Now if I transpose the array before calling the functions, the trend of performance is reversed:
In [109]: %timeit triangle_flip_UR2LL(sqr.T)
196 μs ± 1.15 μs per loop (mean ± std. dev. of 7 runs, 1,000 loops each)
In [110]: %timeit triangle_flip_LL2UR(sqr.T)
490 μs ± 1.24 μs per loop (mean ± std. dev. of 7 runs, 1,000 loops each)
Why is this happening?
this is a mixture of false sharing and memory bandwidth bottleneck, removing the parallelization by converting nb.prange -> range
you get equal times for all 4 functions.
the first one is writing a single row at a time, which is contiguous in memory, the second one is writing a column at a time. this column is not contiguous.
the computer doesn't work with bytes, it works with cache lines, a cache line is a contiguous 64 bytes of memory on most systems. when a thread writes to a cache line it marks the entire cache line dirty and other threads need to refresh their version of that dirty cache line before they read or write to the other values in it. this is basically false sharing.

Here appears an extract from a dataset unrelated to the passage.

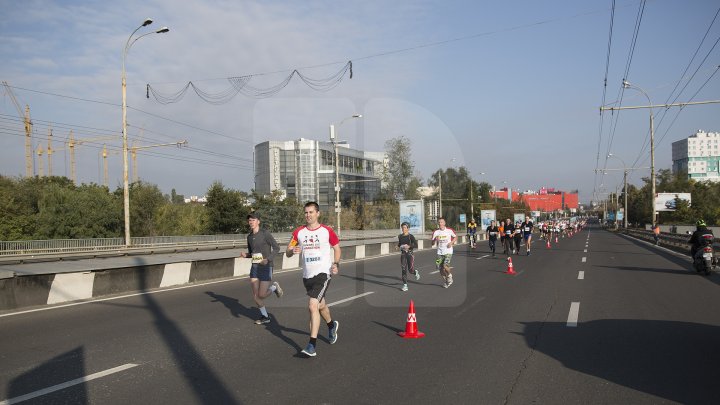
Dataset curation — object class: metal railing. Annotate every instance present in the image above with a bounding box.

In the second version, as each thread is writing a column at a time, it is marking many cache lines dirty at a time, thus stepping over other threads that will try to read from it.
lastly i need to point out that parallelizing this code introduces race conditions in all versions, you need to have separate arrays for input and output, or have each thread work on a square block at a time instead of an entire row or column, most optimized implementations of matrix transpose avoid this false sharing by doing that.